Ex-felons celebrate Amendment 4, which restores their voting rights
After hours of debate, the Florida House on Wednesday passed along party lines its version of a bill implementing Amendment 4, which was supposed to restore the right to vote to more than a million former felons.
The 71-45 vote sets up a potential dispute with the Senate over whether court fines, fees and restitution should be required before felons can vote.
The House bill requires all of those to be paid before a felon can vote.
The Senate bill requires restitution to be paid, but not court fees and fines if those have been converted to a civil lien, which often happens. It has yet to be heard on the Senate floor.
However it’s resolved, the outcome could prevent thousands, or hundreds of thousands, of felons from voting, undermining the hope of the historic amendment.
Many owe fines, fees or restitution, and some owe so much that they’ll never be able to vote.
And the cost to the state could be enormous. Florida has no system to track restitution, and creating one could cost millions of dollars.
As budget negotiations were underway Wednesday, the House was considering a proposal by the Senate that would grant $2 million to hire more people on the Florida Commission on Offender Review to help evaluate former felons’ voter registration applications.

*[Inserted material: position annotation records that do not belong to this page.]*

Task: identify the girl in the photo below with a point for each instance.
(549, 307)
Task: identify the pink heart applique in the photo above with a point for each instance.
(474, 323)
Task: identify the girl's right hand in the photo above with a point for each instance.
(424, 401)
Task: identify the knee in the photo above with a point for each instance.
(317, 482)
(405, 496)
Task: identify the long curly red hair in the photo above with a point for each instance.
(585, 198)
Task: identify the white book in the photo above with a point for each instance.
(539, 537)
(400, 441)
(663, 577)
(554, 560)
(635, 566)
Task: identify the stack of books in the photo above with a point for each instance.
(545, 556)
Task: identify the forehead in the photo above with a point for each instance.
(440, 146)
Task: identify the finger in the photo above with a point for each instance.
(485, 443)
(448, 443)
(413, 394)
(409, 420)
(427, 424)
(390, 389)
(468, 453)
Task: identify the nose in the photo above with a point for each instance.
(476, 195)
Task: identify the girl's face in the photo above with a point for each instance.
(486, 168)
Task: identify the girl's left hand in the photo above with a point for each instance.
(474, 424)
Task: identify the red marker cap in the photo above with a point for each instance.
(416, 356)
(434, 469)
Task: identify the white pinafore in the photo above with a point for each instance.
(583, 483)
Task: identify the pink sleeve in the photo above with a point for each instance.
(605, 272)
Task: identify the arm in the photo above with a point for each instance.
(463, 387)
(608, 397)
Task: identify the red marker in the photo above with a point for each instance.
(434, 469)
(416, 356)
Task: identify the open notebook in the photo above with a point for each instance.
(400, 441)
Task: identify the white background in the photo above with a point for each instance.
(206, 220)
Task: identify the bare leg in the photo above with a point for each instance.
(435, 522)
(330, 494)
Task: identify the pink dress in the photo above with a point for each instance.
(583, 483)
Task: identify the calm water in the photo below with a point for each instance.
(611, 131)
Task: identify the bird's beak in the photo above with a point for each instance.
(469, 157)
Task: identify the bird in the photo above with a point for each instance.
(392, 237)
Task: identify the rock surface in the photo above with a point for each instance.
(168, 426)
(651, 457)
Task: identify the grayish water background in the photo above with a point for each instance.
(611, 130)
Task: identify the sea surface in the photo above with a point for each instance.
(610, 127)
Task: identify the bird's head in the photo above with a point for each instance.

That commission will then provide that information to local supervisors of elections, said Sen. Jeff Brandes.
“Obviously, the individual is responsible for determining whether they’ve completed all the terms of their own sentence,” he said. “If they have questions, they should go to local supervisors of elections.”
The creators of Amendment 4 have argued that the bill is self-implementing. The amendment restored the right to vote to felons who have completed “all terms of their sentence including parole or probation.”
It did not mention fines, fees or restitution, but Republicans in the Legislature have used the supporters’ own words to interpret it to include such costs.